ことばの研究

放送で使われる敬語と視聴者の意識

平成20年度「ことばのゆれ」全国調査から

平成21年1月に実施した「ことばのゆれ」全国調査の結果を報告する。「ことばのゆれ」調査は1991年からNHK放送文化研究所で行っていることばに関する調査である。今回は日ごろ、視聴者や番組制作者から問い合わせの多い「放送で使われる敬語」をテーマに調査を行った。

「放送で使う敬語」は、多くの視聴者に違和感のない表現を選ぶ必要があるため、一般的な敬語の使い方とは異なる場合が多くある。実際に放送で使っている表現が、視聴者の意識と合っているのか違っているのか、調査からさぐっていく。
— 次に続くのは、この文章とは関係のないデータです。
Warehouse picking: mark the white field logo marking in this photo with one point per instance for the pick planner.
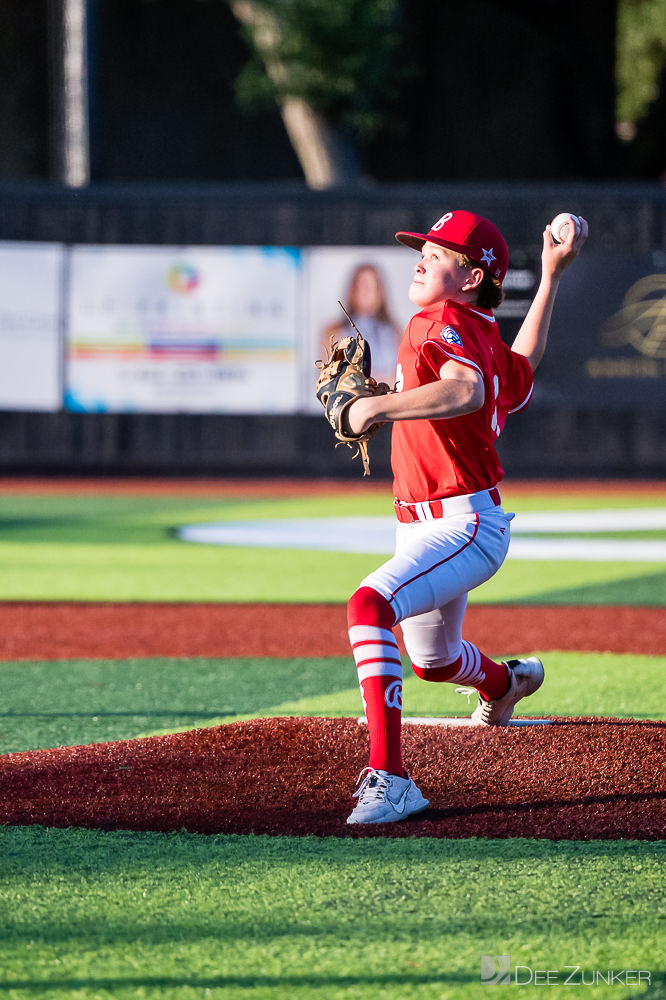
(376, 535)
番組のゲストを紹介する場面の敬語は、番組司会者とゲストの関係だけでなく、視聴者を含めた3者の関係を考えなくてはならず、ことば選びが難しい。ゲストが、番組司会者の上司であった場合は、視聴者にどう紹介するのか。ゲストが政治家である場合はどうなのか、など場面ごとにわけて意識を聞いた。そのほか、配偶者の呼び方についても聞いている。
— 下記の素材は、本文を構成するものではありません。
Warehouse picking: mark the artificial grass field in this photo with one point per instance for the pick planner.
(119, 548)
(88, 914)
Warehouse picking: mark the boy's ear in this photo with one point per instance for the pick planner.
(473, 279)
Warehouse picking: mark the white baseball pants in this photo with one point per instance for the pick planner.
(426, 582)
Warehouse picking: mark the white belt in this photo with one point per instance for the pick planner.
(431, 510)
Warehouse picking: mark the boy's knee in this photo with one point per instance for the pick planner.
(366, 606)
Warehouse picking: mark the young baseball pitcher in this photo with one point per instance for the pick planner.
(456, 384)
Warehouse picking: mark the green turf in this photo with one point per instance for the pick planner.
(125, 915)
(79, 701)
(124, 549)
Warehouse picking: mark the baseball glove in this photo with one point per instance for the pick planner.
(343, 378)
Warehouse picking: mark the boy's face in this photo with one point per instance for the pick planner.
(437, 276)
番組ゲストに視聴者のご夫妻を呼んだ場合、「夫」「妻」それぞれに対して、司会者がどのように呼びかけるべきなのか。ニュースの表現にていねいなことばを使うことに対して視聴者はどう考えているのか。また、「お」を付けてもおかしくないことばはどういうものなのか、など、放送現場が日ごろ使い方に苦慮している表現についての意識を聞いた。